January 11th, 2007 at 9:57 pm
I think Boone is doing OK, even if oil goes to $20.
I think it’s very interesting that people are starting to use terms like “crash”, “plunge” and “plummet” even though oil is still holding firm above $50 per barrel. Even at $50, the major players in the patch have a >$20 per barrel profit on production. Not bad if we have truely seen a “crash” in oil prices.
I think there has been an over reaction to the price activity of crude. Once stimulated by a major hurricane, and now falling off on warm weather and lower demand, I would consider this a very normal action for a market commodity that is traditionally dormant during the winter.
Hell, if this was a crash, that wasn’t so bad.
-Grant
January 11th, 2007 at 10:05 pm
I think your right, Grant. Seems the bear words have been coming out of the woodwork lately on crude prices. Not sure I agree that this is a true CRASH.
If oil goes to $10, youcould convince me that it was a crash.
January 12th, 2007 at 7:54 pm
“Trying to pick a bottom is like trying to catch a falling knife.” The trend is down, even on the ‘bullish’ fundamentals that you, Boone Pickens Jr., and every other oil bull keep touting.
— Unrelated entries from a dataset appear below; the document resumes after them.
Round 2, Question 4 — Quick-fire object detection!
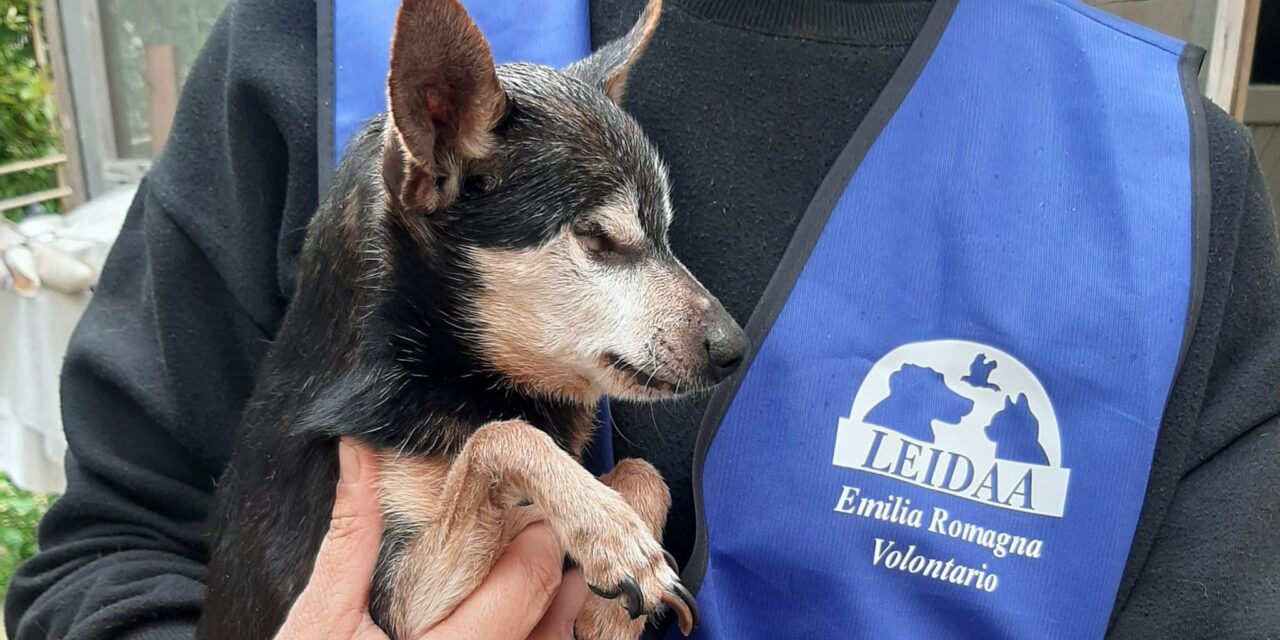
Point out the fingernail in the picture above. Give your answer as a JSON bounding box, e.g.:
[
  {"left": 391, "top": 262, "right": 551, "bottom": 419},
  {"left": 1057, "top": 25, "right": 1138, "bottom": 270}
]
[{"left": 338, "top": 440, "right": 360, "bottom": 484}]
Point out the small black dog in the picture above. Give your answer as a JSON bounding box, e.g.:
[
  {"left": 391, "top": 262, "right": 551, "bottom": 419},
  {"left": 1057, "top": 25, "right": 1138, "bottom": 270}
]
[{"left": 198, "top": 0, "right": 745, "bottom": 640}]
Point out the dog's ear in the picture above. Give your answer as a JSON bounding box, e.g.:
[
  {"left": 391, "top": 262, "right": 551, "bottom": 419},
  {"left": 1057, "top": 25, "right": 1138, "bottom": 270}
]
[
  {"left": 564, "top": 0, "right": 662, "bottom": 102},
  {"left": 383, "top": 0, "right": 507, "bottom": 211}
]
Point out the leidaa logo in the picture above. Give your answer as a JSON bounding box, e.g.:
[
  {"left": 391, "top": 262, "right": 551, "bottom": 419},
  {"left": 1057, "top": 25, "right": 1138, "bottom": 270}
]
[{"left": 833, "top": 340, "right": 1070, "bottom": 517}]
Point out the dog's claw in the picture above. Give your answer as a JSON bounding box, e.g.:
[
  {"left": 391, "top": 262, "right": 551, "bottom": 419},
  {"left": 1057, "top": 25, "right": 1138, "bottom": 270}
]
[
  {"left": 662, "top": 582, "right": 699, "bottom": 637},
  {"left": 662, "top": 549, "right": 680, "bottom": 573},
  {"left": 586, "top": 576, "right": 644, "bottom": 620},
  {"left": 618, "top": 576, "right": 644, "bottom": 620}
]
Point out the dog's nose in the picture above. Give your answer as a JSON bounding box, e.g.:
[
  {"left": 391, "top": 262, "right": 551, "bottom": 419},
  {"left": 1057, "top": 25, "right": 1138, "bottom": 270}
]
[{"left": 703, "top": 311, "right": 746, "bottom": 383}]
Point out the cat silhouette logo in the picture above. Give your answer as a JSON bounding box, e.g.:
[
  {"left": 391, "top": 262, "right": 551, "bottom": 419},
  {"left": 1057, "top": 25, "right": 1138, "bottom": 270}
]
[{"left": 832, "top": 340, "right": 1071, "bottom": 517}]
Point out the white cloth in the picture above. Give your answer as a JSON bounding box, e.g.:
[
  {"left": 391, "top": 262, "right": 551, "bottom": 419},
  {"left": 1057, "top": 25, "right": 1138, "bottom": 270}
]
[{"left": 0, "top": 187, "right": 136, "bottom": 493}]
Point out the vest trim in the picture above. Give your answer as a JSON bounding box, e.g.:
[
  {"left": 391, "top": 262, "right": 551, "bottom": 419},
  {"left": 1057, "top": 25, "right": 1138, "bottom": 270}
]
[{"left": 681, "top": 0, "right": 959, "bottom": 594}]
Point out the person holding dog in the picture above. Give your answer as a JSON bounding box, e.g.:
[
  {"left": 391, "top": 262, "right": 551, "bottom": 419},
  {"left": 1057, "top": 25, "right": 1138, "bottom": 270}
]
[{"left": 5, "top": 0, "right": 1280, "bottom": 640}]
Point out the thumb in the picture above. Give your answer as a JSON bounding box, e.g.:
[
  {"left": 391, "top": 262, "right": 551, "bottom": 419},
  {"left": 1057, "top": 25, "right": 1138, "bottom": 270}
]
[{"left": 279, "top": 440, "right": 383, "bottom": 637}]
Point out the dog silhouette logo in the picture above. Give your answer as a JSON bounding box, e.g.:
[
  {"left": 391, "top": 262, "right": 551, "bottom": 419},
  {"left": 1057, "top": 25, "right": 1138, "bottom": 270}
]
[{"left": 832, "top": 340, "right": 1070, "bottom": 517}]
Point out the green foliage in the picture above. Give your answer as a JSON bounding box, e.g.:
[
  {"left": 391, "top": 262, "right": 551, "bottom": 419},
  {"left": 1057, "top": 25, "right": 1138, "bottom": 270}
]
[
  {"left": 0, "top": 0, "right": 59, "bottom": 220},
  {"left": 0, "top": 474, "right": 52, "bottom": 602}
]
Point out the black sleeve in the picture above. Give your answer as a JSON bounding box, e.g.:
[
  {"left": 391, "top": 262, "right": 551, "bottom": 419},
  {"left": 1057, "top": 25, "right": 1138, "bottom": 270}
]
[
  {"left": 1111, "top": 96, "right": 1280, "bottom": 640},
  {"left": 5, "top": 0, "right": 316, "bottom": 640}
]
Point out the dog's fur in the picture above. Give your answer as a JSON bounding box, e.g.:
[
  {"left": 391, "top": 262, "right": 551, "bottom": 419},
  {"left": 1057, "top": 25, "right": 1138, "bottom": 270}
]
[{"left": 198, "top": 0, "right": 745, "bottom": 640}]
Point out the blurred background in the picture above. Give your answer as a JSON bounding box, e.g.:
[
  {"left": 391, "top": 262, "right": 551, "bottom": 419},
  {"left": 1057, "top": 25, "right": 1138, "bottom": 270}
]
[{"left": 0, "top": 0, "right": 1280, "bottom": 635}]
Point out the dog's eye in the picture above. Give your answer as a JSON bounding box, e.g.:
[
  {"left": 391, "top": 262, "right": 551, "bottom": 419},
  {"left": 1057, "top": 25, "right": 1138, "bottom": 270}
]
[{"left": 573, "top": 224, "right": 618, "bottom": 257}]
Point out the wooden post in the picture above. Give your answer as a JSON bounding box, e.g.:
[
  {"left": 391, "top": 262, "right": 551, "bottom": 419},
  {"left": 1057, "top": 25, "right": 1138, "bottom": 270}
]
[
  {"left": 146, "top": 45, "right": 178, "bottom": 157},
  {"left": 32, "top": 0, "right": 87, "bottom": 211},
  {"left": 1230, "top": 0, "right": 1262, "bottom": 122}
]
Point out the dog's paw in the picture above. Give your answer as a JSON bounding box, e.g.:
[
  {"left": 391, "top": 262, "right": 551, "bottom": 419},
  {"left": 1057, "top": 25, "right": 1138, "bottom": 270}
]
[{"left": 570, "top": 504, "right": 698, "bottom": 635}]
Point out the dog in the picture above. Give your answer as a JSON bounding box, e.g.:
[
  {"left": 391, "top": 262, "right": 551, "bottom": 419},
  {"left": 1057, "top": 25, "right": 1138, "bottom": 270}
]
[{"left": 197, "top": 0, "right": 746, "bottom": 640}]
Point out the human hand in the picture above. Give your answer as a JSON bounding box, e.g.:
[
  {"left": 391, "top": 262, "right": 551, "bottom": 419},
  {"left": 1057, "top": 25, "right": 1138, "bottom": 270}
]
[{"left": 275, "top": 440, "right": 586, "bottom": 640}]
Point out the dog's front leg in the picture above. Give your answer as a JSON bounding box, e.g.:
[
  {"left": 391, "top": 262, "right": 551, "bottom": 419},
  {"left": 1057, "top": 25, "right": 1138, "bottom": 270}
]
[
  {"left": 457, "top": 421, "right": 696, "bottom": 628},
  {"left": 381, "top": 421, "right": 694, "bottom": 637},
  {"left": 573, "top": 460, "right": 684, "bottom": 640}
]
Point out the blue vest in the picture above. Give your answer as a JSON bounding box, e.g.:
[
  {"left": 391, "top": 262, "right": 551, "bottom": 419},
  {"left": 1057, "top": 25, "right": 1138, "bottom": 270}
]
[{"left": 321, "top": 0, "right": 1208, "bottom": 640}]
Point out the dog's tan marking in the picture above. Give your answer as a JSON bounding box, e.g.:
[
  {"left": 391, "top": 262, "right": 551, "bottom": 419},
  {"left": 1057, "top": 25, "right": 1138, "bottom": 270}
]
[
  {"left": 471, "top": 236, "right": 609, "bottom": 404},
  {"left": 381, "top": 421, "right": 678, "bottom": 637},
  {"left": 588, "top": 188, "right": 645, "bottom": 247}
]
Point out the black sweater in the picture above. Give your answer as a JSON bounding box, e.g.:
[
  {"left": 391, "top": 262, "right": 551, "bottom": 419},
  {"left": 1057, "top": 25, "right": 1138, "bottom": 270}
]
[{"left": 5, "top": 0, "right": 1280, "bottom": 640}]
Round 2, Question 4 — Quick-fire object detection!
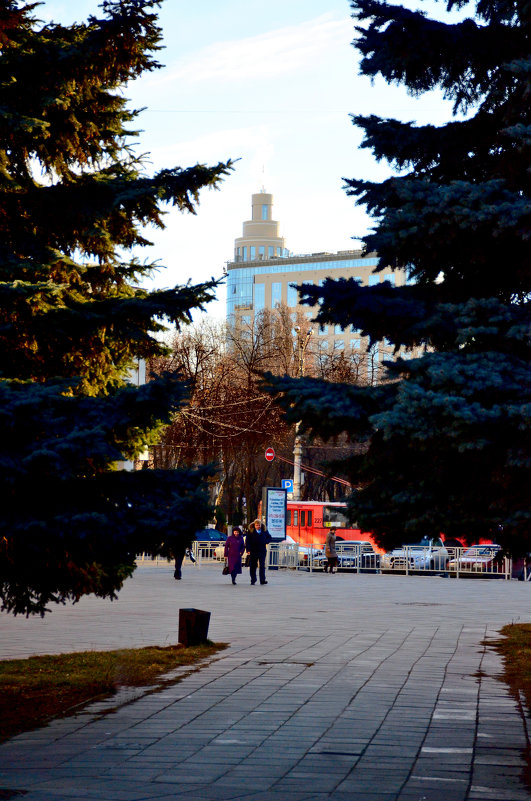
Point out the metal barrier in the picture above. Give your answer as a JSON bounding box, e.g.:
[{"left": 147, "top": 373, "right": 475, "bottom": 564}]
[
  {"left": 380, "top": 545, "right": 512, "bottom": 580},
  {"left": 136, "top": 541, "right": 520, "bottom": 581}
]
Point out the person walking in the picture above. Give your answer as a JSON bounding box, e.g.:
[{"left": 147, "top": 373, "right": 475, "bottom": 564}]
[
  {"left": 224, "top": 526, "right": 245, "bottom": 584},
  {"left": 245, "top": 517, "right": 271, "bottom": 584},
  {"left": 323, "top": 528, "right": 337, "bottom": 573}
]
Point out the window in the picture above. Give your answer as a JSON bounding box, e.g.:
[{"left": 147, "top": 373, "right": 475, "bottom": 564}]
[
  {"left": 253, "top": 284, "right": 265, "bottom": 312},
  {"left": 288, "top": 284, "right": 297, "bottom": 308}
]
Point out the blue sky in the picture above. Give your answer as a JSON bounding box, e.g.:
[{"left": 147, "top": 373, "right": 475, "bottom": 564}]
[{"left": 37, "top": 0, "right": 460, "bottom": 317}]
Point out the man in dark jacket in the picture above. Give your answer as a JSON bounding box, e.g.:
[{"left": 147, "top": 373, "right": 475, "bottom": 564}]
[{"left": 245, "top": 518, "right": 271, "bottom": 584}]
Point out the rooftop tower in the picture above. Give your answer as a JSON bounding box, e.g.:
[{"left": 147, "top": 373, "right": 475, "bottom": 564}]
[{"left": 234, "top": 189, "right": 289, "bottom": 262}]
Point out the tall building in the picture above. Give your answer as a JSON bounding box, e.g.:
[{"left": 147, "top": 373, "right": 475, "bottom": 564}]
[{"left": 227, "top": 190, "right": 406, "bottom": 361}]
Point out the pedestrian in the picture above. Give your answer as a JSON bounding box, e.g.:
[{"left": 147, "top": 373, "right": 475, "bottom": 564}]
[
  {"left": 171, "top": 537, "right": 196, "bottom": 581},
  {"left": 224, "top": 526, "right": 245, "bottom": 584},
  {"left": 172, "top": 539, "right": 188, "bottom": 581},
  {"left": 245, "top": 517, "right": 271, "bottom": 584},
  {"left": 323, "top": 528, "right": 337, "bottom": 573}
]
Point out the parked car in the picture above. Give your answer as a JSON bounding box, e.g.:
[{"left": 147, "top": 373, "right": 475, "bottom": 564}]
[
  {"left": 448, "top": 543, "right": 501, "bottom": 573},
  {"left": 316, "top": 540, "right": 380, "bottom": 570},
  {"left": 380, "top": 539, "right": 448, "bottom": 570}
]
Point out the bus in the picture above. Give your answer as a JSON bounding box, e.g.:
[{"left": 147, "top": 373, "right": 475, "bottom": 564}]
[{"left": 286, "top": 501, "right": 385, "bottom": 553}]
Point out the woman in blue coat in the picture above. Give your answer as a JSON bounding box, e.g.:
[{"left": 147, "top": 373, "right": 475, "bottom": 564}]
[{"left": 225, "top": 526, "right": 245, "bottom": 584}]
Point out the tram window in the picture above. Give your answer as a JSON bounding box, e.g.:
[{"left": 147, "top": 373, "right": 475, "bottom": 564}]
[{"left": 323, "top": 505, "right": 349, "bottom": 528}]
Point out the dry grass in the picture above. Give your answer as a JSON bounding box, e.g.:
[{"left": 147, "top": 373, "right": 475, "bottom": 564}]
[
  {"left": 0, "top": 642, "right": 226, "bottom": 742},
  {"left": 491, "top": 623, "right": 531, "bottom": 787},
  {"left": 495, "top": 623, "right": 531, "bottom": 709}
]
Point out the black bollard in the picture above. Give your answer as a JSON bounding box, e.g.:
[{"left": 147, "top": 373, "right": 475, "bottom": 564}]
[{"left": 179, "top": 609, "right": 210, "bottom": 645}]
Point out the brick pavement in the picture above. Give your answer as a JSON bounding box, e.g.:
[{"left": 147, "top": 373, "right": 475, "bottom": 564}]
[{"left": 0, "top": 566, "right": 531, "bottom": 801}]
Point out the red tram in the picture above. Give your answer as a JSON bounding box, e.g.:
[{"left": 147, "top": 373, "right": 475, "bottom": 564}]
[{"left": 286, "top": 501, "right": 385, "bottom": 553}]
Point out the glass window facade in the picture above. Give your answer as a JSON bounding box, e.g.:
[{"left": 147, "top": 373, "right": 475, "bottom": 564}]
[
  {"left": 227, "top": 256, "right": 379, "bottom": 318},
  {"left": 253, "top": 284, "right": 265, "bottom": 312}
]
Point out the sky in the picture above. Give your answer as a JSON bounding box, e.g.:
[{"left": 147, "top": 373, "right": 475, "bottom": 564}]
[{"left": 36, "top": 0, "right": 462, "bottom": 318}]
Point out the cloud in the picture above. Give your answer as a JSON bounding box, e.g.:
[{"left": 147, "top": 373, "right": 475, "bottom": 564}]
[{"left": 148, "top": 14, "right": 351, "bottom": 84}]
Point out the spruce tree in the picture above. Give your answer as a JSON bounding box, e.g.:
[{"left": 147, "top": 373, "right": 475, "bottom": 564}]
[
  {"left": 0, "top": 0, "right": 231, "bottom": 614},
  {"left": 272, "top": 0, "right": 531, "bottom": 554}
]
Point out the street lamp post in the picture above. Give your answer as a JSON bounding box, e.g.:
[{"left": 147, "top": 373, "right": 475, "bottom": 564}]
[{"left": 293, "top": 325, "right": 312, "bottom": 501}]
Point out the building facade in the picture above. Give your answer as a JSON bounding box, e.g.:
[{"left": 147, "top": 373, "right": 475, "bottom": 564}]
[{"left": 227, "top": 190, "right": 406, "bottom": 363}]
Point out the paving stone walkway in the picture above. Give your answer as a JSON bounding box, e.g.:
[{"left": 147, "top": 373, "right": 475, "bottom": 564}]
[{"left": 0, "top": 566, "right": 531, "bottom": 801}]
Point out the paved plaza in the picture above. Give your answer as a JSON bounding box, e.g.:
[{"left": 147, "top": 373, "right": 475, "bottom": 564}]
[{"left": 0, "top": 565, "right": 531, "bottom": 801}]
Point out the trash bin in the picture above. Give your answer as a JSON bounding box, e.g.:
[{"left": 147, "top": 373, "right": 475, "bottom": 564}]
[{"left": 179, "top": 609, "right": 210, "bottom": 645}]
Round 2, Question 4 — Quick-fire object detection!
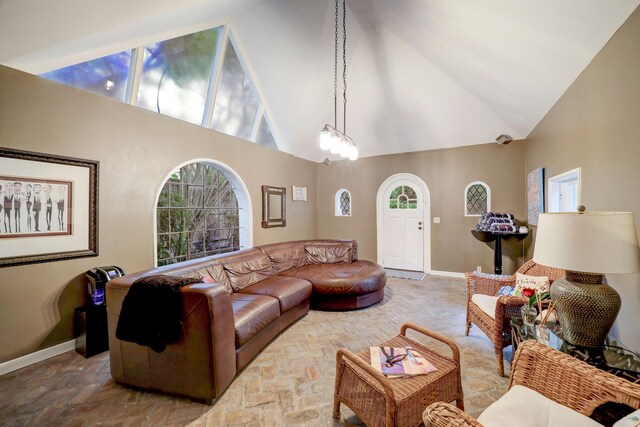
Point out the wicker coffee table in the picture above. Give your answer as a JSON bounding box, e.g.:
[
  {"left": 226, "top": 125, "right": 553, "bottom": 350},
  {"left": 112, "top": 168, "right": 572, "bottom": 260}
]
[{"left": 333, "top": 323, "right": 464, "bottom": 427}]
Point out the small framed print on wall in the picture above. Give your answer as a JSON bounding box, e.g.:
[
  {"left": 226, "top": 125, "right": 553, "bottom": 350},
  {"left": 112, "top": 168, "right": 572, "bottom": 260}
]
[
  {"left": 291, "top": 185, "right": 307, "bottom": 202},
  {"left": 0, "top": 147, "right": 99, "bottom": 267}
]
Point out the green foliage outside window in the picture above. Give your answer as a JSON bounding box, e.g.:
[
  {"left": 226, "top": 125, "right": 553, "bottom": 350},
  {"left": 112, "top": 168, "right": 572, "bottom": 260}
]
[{"left": 157, "top": 163, "right": 240, "bottom": 265}]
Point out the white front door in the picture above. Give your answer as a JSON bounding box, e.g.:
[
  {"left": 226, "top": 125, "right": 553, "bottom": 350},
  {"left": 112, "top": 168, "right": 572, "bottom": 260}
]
[{"left": 378, "top": 179, "right": 425, "bottom": 271}]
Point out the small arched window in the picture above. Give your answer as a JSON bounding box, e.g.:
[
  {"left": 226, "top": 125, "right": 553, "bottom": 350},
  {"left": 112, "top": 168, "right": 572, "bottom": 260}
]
[
  {"left": 336, "top": 188, "right": 351, "bottom": 216},
  {"left": 156, "top": 162, "right": 250, "bottom": 266},
  {"left": 464, "top": 181, "right": 491, "bottom": 216}
]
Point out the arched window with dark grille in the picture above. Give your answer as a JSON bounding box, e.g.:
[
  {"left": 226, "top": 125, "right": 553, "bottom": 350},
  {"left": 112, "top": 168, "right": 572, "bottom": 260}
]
[
  {"left": 156, "top": 162, "right": 249, "bottom": 266},
  {"left": 464, "top": 181, "right": 491, "bottom": 216},
  {"left": 335, "top": 188, "right": 351, "bottom": 216}
]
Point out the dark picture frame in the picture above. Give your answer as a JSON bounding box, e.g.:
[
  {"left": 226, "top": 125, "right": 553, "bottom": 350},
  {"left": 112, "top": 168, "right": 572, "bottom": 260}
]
[
  {"left": 0, "top": 147, "right": 99, "bottom": 267},
  {"left": 262, "top": 185, "right": 287, "bottom": 228}
]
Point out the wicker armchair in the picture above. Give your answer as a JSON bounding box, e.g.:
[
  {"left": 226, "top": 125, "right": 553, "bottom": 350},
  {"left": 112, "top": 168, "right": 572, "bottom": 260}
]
[
  {"left": 465, "top": 260, "right": 564, "bottom": 376},
  {"left": 422, "top": 340, "right": 640, "bottom": 427}
]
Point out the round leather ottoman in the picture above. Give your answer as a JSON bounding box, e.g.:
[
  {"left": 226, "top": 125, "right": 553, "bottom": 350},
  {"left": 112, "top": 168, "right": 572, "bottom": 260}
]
[{"left": 285, "top": 260, "right": 387, "bottom": 310}]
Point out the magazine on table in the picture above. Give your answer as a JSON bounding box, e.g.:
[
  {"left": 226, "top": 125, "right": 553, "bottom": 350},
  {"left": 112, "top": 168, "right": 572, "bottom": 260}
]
[{"left": 369, "top": 347, "right": 437, "bottom": 378}]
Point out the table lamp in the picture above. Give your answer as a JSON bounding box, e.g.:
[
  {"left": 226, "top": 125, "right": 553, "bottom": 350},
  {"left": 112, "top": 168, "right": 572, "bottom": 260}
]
[{"left": 533, "top": 210, "right": 640, "bottom": 348}]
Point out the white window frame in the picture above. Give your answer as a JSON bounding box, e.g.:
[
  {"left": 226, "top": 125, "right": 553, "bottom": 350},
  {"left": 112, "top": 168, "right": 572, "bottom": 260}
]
[
  {"left": 37, "top": 20, "right": 283, "bottom": 151},
  {"left": 547, "top": 167, "right": 582, "bottom": 212},
  {"left": 463, "top": 181, "right": 491, "bottom": 217},
  {"left": 335, "top": 188, "right": 353, "bottom": 217}
]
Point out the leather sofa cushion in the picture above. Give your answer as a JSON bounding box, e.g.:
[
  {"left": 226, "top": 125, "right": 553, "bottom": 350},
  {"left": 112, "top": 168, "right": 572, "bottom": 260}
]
[
  {"left": 258, "top": 242, "right": 308, "bottom": 274},
  {"left": 231, "top": 293, "right": 280, "bottom": 348},
  {"left": 221, "top": 248, "right": 276, "bottom": 292},
  {"left": 180, "top": 264, "right": 233, "bottom": 293},
  {"left": 240, "top": 276, "right": 312, "bottom": 313},
  {"left": 304, "top": 242, "right": 352, "bottom": 264},
  {"left": 280, "top": 260, "right": 387, "bottom": 297}
]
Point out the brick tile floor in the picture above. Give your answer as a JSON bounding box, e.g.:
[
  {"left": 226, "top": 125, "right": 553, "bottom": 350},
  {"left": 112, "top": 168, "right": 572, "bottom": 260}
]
[{"left": 0, "top": 276, "right": 510, "bottom": 427}]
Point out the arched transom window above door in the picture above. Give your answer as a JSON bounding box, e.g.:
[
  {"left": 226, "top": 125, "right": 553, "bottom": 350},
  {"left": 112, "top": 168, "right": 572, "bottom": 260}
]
[
  {"left": 389, "top": 185, "right": 418, "bottom": 209},
  {"left": 464, "top": 181, "right": 491, "bottom": 216}
]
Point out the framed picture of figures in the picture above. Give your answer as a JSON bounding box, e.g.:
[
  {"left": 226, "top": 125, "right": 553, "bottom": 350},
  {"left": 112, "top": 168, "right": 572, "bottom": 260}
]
[{"left": 0, "top": 147, "right": 99, "bottom": 267}]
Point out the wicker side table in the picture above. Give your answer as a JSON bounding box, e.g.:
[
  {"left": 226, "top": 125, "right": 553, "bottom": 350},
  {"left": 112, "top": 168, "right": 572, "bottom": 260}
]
[{"left": 333, "top": 323, "right": 464, "bottom": 427}]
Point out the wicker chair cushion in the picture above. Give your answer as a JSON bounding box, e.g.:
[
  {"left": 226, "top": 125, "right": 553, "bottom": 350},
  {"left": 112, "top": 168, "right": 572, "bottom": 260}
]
[
  {"left": 613, "top": 409, "right": 640, "bottom": 427},
  {"left": 478, "top": 385, "right": 602, "bottom": 427},
  {"left": 515, "top": 273, "right": 549, "bottom": 296},
  {"left": 471, "top": 294, "right": 498, "bottom": 319}
]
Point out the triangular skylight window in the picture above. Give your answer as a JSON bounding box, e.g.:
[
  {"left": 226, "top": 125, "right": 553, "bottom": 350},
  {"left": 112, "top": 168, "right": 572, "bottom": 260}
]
[
  {"left": 138, "top": 27, "right": 220, "bottom": 125},
  {"left": 211, "top": 39, "right": 260, "bottom": 139},
  {"left": 40, "top": 50, "right": 131, "bottom": 102},
  {"left": 41, "top": 26, "right": 278, "bottom": 150},
  {"left": 256, "top": 116, "right": 278, "bottom": 150}
]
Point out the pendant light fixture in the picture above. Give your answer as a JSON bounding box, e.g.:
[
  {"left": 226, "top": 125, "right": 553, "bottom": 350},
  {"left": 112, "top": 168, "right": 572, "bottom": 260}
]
[{"left": 320, "top": 0, "right": 358, "bottom": 160}]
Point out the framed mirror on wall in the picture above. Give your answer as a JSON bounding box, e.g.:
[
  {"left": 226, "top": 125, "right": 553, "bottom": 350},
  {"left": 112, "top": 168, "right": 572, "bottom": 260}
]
[{"left": 262, "top": 185, "right": 287, "bottom": 228}]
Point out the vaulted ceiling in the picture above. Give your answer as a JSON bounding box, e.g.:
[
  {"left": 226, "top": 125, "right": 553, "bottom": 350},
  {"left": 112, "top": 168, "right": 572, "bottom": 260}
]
[{"left": 0, "top": 0, "right": 640, "bottom": 161}]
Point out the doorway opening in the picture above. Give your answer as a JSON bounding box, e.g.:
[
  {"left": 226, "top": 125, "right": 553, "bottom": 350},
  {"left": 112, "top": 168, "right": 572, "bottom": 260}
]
[{"left": 376, "top": 173, "right": 431, "bottom": 273}]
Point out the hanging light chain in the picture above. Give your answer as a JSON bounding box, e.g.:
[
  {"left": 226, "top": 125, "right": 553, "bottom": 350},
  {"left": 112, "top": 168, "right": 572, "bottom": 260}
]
[
  {"left": 333, "top": 0, "right": 339, "bottom": 129},
  {"left": 320, "top": 0, "right": 358, "bottom": 160},
  {"left": 342, "top": 0, "right": 347, "bottom": 134}
]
Maybe Boone can afford to keep meeting his margin calls (he’s short the Dollar too, by the way), but any realist is still looking to make more money by shorting crude than by being long.
January 12th, 2007 at 8:39 pm
You’re right, short term. It all depends on your time frame. Sure, you could short crude and make money in the next couple months, but outside of that time frame I think (along with many others) that crude is going up.